Fig. 2.Spatial heterogeneity of CLas detection. (A) Cumulative randomized placement of CLas-infected trees within the 100-tree test grid over all trials. (B) Frequency of TP CLas-infected tree identification by canine detection. (C) Spatial distribution of canine detection FN and FP errors.
Fig. 3.Temporal assessment of canine subclinical detection of CLas infection (black) compared with qPCR detection/confirmation at two accepted regulatory qPCR thresholds for 30 psyllid-inoculated Valencia orange trees; 4 to 10 canines assayed each tree on each assay date (resulting in 0 to 10 detections indicated by variance bars). One sample for qPCR assay was selected from each tree consisting of four leaves split into two samples of two leaves; each was processed via qPCR (any positive subsample denoted a positive qPCR detection). CT, or cycle threshold, is the number of PCR cycles required for the fluorescent signal to cross the threshold and exceed background level and thereby denote a positive/negative assay.

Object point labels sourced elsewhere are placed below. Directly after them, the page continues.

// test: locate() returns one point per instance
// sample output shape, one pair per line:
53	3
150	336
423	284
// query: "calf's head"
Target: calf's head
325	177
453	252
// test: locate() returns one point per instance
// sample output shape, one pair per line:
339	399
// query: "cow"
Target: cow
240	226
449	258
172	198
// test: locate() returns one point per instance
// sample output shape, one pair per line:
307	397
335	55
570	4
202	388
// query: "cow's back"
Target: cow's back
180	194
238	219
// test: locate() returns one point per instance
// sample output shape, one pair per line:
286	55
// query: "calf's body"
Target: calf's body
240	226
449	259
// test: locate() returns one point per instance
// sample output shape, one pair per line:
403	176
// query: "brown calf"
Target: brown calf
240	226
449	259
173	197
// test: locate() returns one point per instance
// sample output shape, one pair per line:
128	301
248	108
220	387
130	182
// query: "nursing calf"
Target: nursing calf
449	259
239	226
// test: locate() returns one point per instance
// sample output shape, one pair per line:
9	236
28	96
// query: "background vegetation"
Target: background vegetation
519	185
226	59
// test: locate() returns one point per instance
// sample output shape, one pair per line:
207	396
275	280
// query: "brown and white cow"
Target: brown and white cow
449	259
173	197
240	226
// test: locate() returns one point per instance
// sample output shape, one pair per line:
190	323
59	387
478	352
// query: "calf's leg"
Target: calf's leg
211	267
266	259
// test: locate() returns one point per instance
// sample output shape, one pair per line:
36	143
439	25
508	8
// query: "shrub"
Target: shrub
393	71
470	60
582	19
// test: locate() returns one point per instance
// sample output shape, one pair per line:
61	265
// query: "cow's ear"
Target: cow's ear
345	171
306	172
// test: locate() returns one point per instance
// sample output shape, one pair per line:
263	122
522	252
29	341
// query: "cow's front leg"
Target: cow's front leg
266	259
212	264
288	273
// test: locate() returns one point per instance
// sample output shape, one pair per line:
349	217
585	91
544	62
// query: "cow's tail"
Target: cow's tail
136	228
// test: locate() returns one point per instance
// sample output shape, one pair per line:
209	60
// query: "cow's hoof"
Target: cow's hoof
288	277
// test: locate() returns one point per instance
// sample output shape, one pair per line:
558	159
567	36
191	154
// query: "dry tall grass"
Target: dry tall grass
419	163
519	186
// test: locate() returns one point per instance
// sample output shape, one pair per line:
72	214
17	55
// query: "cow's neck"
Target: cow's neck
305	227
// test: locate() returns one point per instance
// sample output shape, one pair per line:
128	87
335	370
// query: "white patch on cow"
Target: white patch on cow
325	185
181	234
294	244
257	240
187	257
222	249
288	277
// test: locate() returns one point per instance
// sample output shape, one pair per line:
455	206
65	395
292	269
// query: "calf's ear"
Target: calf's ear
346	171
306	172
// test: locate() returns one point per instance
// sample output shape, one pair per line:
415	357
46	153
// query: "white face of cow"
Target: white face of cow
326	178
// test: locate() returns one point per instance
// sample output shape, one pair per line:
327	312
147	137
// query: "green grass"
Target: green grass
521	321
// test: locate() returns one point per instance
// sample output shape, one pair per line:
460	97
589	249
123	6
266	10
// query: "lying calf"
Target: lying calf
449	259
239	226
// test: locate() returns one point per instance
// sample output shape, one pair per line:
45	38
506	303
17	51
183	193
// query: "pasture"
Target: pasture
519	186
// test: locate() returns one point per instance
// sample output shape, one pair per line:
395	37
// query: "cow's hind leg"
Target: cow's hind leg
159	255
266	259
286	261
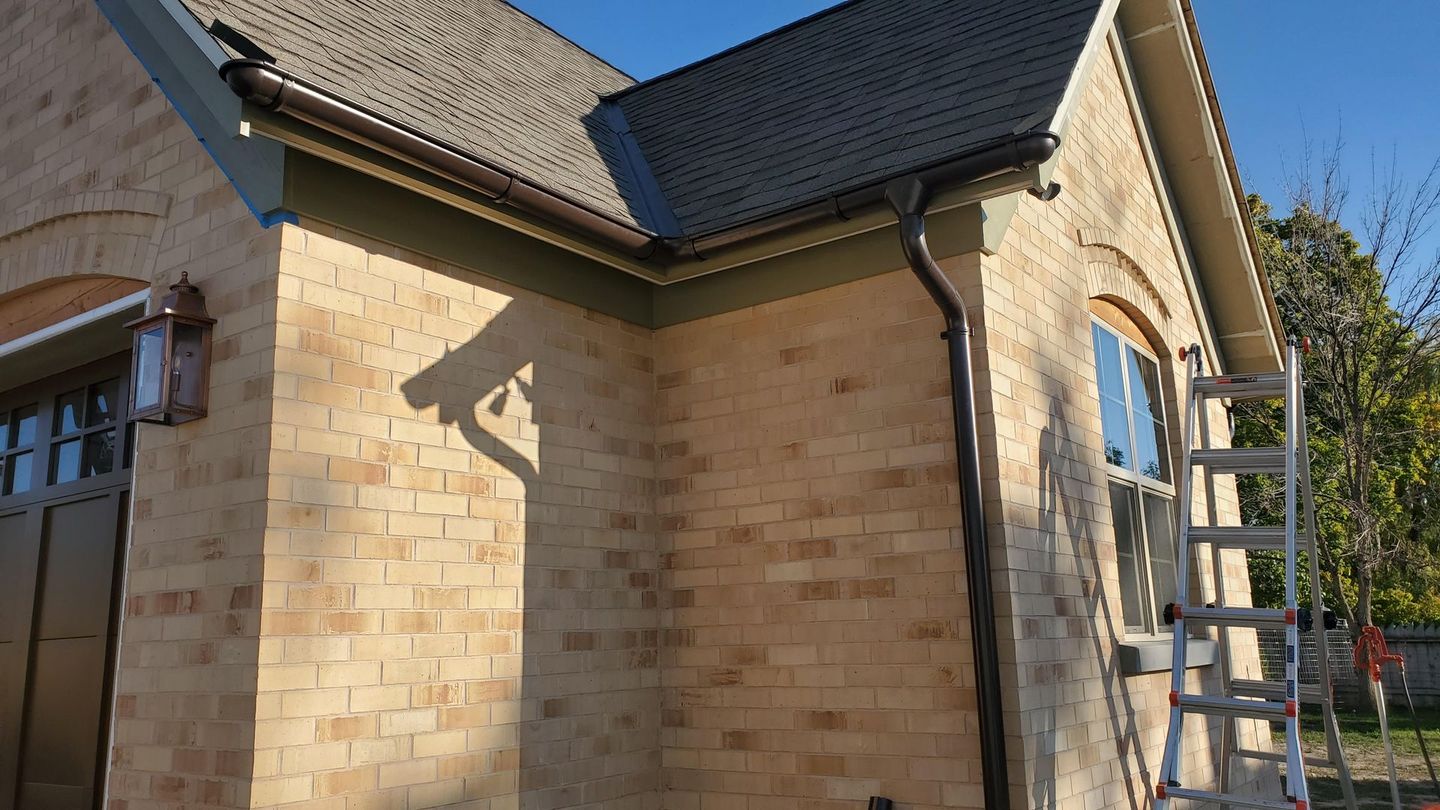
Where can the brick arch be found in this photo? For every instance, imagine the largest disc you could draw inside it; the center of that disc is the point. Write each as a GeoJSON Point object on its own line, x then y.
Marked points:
{"type": "Point", "coordinates": [1115, 250]}
{"type": "Point", "coordinates": [1109, 280]}
{"type": "Point", "coordinates": [114, 234]}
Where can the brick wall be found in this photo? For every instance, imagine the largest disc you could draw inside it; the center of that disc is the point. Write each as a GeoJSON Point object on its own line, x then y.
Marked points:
{"type": "Point", "coordinates": [1089, 734]}
{"type": "Point", "coordinates": [98, 176]}
{"type": "Point", "coordinates": [460, 570]}
{"type": "Point", "coordinates": [815, 624]}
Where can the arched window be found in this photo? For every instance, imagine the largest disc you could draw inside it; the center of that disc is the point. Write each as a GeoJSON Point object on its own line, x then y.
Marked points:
{"type": "Point", "coordinates": [1136, 456]}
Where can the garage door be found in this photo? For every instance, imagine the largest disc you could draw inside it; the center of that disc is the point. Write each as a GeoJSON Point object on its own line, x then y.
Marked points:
{"type": "Point", "coordinates": [64, 499]}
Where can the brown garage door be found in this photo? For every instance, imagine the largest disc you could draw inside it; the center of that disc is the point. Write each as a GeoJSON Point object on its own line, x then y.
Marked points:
{"type": "Point", "coordinates": [64, 500]}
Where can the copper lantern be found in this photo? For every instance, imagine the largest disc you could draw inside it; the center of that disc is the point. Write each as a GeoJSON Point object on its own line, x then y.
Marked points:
{"type": "Point", "coordinates": [170, 363]}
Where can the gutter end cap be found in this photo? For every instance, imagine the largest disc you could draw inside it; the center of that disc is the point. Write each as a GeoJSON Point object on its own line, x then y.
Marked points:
{"type": "Point", "coordinates": [254, 81]}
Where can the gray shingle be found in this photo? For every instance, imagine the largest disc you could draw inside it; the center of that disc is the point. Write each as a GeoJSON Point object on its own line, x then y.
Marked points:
{"type": "Point", "coordinates": [477, 74]}
{"type": "Point", "coordinates": [945, 75]}
{"type": "Point", "coordinates": [851, 95]}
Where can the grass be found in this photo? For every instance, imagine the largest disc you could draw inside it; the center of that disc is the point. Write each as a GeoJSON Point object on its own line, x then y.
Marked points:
{"type": "Point", "coordinates": [1365, 753]}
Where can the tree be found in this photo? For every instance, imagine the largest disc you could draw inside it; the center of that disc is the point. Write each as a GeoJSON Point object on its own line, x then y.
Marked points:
{"type": "Point", "coordinates": [1373, 391]}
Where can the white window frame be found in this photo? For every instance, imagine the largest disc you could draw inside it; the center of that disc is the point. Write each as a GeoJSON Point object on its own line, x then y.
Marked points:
{"type": "Point", "coordinates": [1142, 484]}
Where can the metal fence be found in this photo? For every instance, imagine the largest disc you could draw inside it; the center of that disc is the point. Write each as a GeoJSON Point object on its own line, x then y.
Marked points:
{"type": "Point", "coordinates": [1419, 644]}
{"type": "Point", "coordinates": [1338, 643]}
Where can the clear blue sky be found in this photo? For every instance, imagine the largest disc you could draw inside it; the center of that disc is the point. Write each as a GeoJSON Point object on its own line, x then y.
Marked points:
{"type": "Point", "coordinates": [1283, 68]}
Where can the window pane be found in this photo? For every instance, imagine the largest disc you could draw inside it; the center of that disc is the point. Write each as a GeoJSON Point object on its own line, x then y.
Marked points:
{"type": "Point", "coordinates": [65, 461]}
{"type": "Point", "coordinates": [68, 412]}
{"type": "Point", "coordinates": [102, 402]}
{"type": "Point", "coordinates": [1116, 434]}
{"type": "Point", "coordinates": [18, 474]}
{"type": "Point", "coordinates": [22, 425]}
{"type": "Point", "coordinates": [1126, 535]}
{"type": "Point", "coordinates": [100, 453]}
{"type": "Point", "coordinates": [1145, 385]}
{"type": "Point", "coordinates": [1113, 420]}
{"type": "Point", "coordinates": [1152, 447]}
{"type": "Point", "coordinates": [1159, 531]}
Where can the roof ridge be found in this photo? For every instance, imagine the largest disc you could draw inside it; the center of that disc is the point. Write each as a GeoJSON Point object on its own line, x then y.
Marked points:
{"type": "Point", "coordinates": [573, 43]}
{"type": "Point", "coordinates": [717, 55]}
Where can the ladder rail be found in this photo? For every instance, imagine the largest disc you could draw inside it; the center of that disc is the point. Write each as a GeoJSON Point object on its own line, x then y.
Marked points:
{"type": "Point", "coordinates": [1229, 728]}
{"type": "Point", "coordinates": [1249, 699]}
{"type": "Point", "coordinates": [1295, 758]}
{"type": "Point", "coordinates": [1322, 652]}
{"type": "Point", "coordinates": [1170, 760]}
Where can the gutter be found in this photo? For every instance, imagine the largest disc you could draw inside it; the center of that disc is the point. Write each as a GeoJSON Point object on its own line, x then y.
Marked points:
{"type": "Point", "coordinates": [910, 196]}
{"type": "Point", "coordinates": [262, 84]}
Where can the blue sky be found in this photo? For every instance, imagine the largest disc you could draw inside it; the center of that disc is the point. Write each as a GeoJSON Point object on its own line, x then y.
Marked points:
{"type": "Point", "coordinates": [1285, 69]}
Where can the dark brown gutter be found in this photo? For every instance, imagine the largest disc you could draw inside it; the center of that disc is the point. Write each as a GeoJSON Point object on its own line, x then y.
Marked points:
{"type": "Point", "coordinates": [278, 91]}
{"type": "Point", "coordinates": [275, 90]}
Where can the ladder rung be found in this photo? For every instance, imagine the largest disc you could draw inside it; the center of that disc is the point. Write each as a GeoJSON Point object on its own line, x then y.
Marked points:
{"type": "Point", "coordinates": [1240, 459]}
{"type": "Point", "coordinates": [1229, 799]}
{"type": "Point", "coordinates": [1242, 536]}
{"type": "Point", "coordinates": [1280, 757]}
{"type": "Point", "coordinates": [1273, 691]}
{"type": "Point", "coordinates": [1233, 706]}
{"type": "Point", "coordinates": [1234, 617]}
{"type": "Point", "coordinates": [1243, 386]}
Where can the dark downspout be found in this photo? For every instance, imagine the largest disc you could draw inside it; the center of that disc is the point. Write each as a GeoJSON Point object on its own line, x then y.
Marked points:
{"type": "Point", "coordinates": [910, 198]}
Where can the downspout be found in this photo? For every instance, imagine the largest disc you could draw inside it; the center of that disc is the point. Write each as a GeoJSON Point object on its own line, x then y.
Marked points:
{"type": "Point", "coordinates": [909, 198]}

Fig. 4.SECIR simulation model comparison. Scenario-based simulations integrating disease control strategies of HLB via canine, PCR, and visual survey to detect CLas infections over a 10-y period in a 16.2-ha (40-acre) orchard with 10 initial edge infections. Fiscal outcomes are based on actual orchard management costs for 180-d survey intervals and removal of infected trees postdetection ( shows full 10-y simulations). (A) Five- and (B) 10-y grove snapshots from a single simulation run where the hosts are color coded (susceptible [S; green], exposed [E; blue], cryptic [C; orange], infected [I; red], and removed [R; black]) dots indicating the spatial location and individual tree disease status within each of six contiguous citrus planting blocks. Cryptic denotes infectious CLas individuals that are asymptomatic, while infected denotes CLas hosts that are both infectious and showing symptoms. (C) Disease dynamics and resulting tree numbers for SECIR partition for each detection method when integrated into control over 10 y. (D) Predicted dynamics of operating profit per acre for additional scenarios involving initial introduction settings (edge or random) and removal protocols (within 30 d or delayed removal up to 90 d postdetection). Profits decline steadily when deploying PCR or visual detection methods, leading to losses early in all scenarios. PCR detection is infeasible throughout due to the high cost of assays, whereas canine detection sustains both viable plantings and long-term profits when deployed twice a year, particularly when paired with prompt removal ( shows additional removal delay and replanting effects when deploying canines).